= Jan Wilkinson =

Academic librarian

Janet Wilkinson (born 12 September 1958) is a British librarian and strategic leader in the higher education and research sectors. She was the University Librarian and Director of the John Rylands University Library of the University of Manchester until 2018. She held the post for 10 years.

Beford this appointment she was Head of Higher Education for the British Library, the UK’s national library, and University Librarian and Keeper of the Brotherton Collection at University of Leeds. Wilkinson was a long-standing board member of the Consortium of University Research Libraries (CURL) - latterly Research Libraries UK (RLUK) and Deputy Librarian at the LSE. Prior to this she held a range of roles within the former polytechnic and college sectors. While at the LSE, Wilkinson gained major philanthropic support for a new library building, designed by Sir Norman Foster. At the University of Manchester she developed the Alan Gilbert Learning Commons, a student-centred, wholly digital, library named after Professor Alan Gilbert, the University’s former President and Vice-Chancellor.

Wilkinson has served on a number of boards within the HE and research sectors and is currently a mentor and consultant in leadership development. She is the Leadership Programme Director for LIBER a pan-European research library member organisation and her work has taken her to Cape Town, Dubai, Denmark, Ireland, North America, Australia, the Netherlands and many UK locations. Wilkinson is widely published in the areas of library leadership, publishing, change management and philanthropic fund-raising.
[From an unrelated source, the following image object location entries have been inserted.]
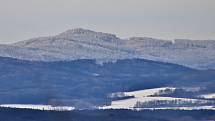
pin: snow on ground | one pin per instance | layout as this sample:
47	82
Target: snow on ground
38	107
146	96
143	93
148	92
130	103
208	96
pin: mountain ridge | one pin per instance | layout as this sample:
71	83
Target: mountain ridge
87	44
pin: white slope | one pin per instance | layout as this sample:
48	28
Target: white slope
143	96
208	96
86	44
38	107
143	93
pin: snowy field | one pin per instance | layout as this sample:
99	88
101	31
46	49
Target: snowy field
149	95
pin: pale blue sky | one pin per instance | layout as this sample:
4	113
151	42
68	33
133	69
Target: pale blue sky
166	19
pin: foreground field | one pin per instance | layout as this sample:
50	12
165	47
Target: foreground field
105	115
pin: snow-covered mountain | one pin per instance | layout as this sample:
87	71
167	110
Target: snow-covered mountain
86	44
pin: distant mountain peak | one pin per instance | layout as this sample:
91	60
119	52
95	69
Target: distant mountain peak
77	31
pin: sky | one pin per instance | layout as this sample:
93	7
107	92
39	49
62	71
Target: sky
164	19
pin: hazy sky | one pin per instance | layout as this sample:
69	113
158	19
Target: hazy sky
167	19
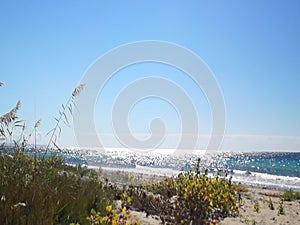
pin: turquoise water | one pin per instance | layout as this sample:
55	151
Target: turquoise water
266	169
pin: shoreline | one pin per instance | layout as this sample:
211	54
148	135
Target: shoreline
265	215
247	213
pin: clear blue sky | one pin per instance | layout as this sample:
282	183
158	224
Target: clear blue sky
252	47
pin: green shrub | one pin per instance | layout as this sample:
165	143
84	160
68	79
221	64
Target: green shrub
270	204
190	198
256	206
290	195
45	191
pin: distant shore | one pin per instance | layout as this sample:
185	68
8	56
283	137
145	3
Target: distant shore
247	214
265	216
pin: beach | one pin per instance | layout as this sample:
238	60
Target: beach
247	214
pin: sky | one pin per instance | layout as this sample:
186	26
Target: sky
252	48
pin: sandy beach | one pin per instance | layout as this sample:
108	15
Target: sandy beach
265	216
247	214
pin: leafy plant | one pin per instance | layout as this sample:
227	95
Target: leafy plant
190	198
290	195
270	204
280	208
121	216
256	206
56	131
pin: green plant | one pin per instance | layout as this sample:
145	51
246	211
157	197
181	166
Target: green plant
253	222
192	197
256	206
56	131
280	208
290	195
121	216
270	204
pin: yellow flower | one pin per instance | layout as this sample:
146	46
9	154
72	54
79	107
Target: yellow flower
109	208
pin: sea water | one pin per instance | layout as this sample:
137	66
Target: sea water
280	170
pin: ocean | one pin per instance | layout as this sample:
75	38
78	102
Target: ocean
279	170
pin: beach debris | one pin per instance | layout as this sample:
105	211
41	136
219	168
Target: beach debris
3	198
23	204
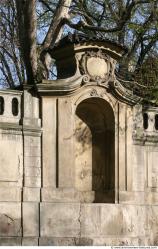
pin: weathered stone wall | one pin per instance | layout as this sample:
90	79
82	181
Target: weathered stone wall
40	201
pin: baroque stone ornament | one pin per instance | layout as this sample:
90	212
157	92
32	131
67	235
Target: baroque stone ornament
96	66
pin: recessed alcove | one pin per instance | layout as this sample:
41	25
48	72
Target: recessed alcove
95	149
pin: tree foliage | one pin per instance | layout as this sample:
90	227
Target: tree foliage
30	27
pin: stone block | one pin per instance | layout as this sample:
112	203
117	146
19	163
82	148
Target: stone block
57	241
32	171
10	219
10	194
90	220
66	195
116	241
32	181
122	220
11	160
29	241
30	219
60	219
32	161
10	241
31	194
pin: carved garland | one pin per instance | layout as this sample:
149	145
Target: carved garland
96	66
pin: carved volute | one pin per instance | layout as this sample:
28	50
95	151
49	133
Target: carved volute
93	59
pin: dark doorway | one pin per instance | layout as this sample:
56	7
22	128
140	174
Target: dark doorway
95	149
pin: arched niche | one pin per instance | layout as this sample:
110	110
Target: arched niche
95	149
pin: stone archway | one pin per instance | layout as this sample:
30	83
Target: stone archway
95	149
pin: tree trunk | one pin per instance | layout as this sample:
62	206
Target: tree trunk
26	16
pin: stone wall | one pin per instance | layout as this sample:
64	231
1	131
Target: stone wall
42	201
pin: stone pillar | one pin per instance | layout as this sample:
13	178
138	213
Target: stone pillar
32	168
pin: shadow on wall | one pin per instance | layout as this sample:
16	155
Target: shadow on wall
95	149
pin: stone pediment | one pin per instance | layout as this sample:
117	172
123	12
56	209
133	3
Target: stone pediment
87	61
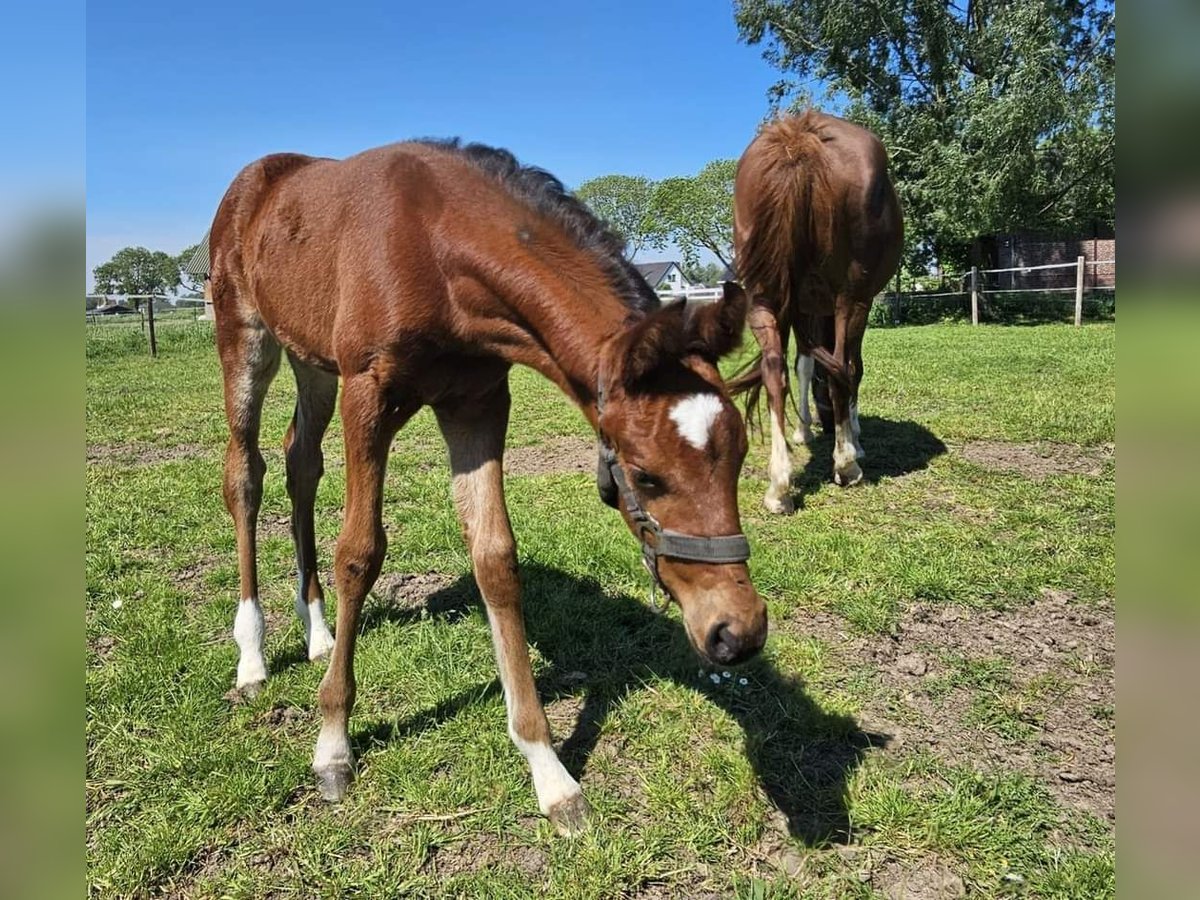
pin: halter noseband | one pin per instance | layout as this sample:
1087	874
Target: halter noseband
658	541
She is also Vice-chair of the Children's University, a Fellow of the Royal Society of Arts, a Fellow of CILIP (Chartered Institute of Information Professionals), and received an honorary doctorate (D.Litt) from the University of Leicester in July 2014 for services to Higher Education,

Wilkinson is a history graduate of the University of Hull (1980), post-graduate in librarianship & information science of the University of North London (1982) and post-graduate in management of the University of East London (1988).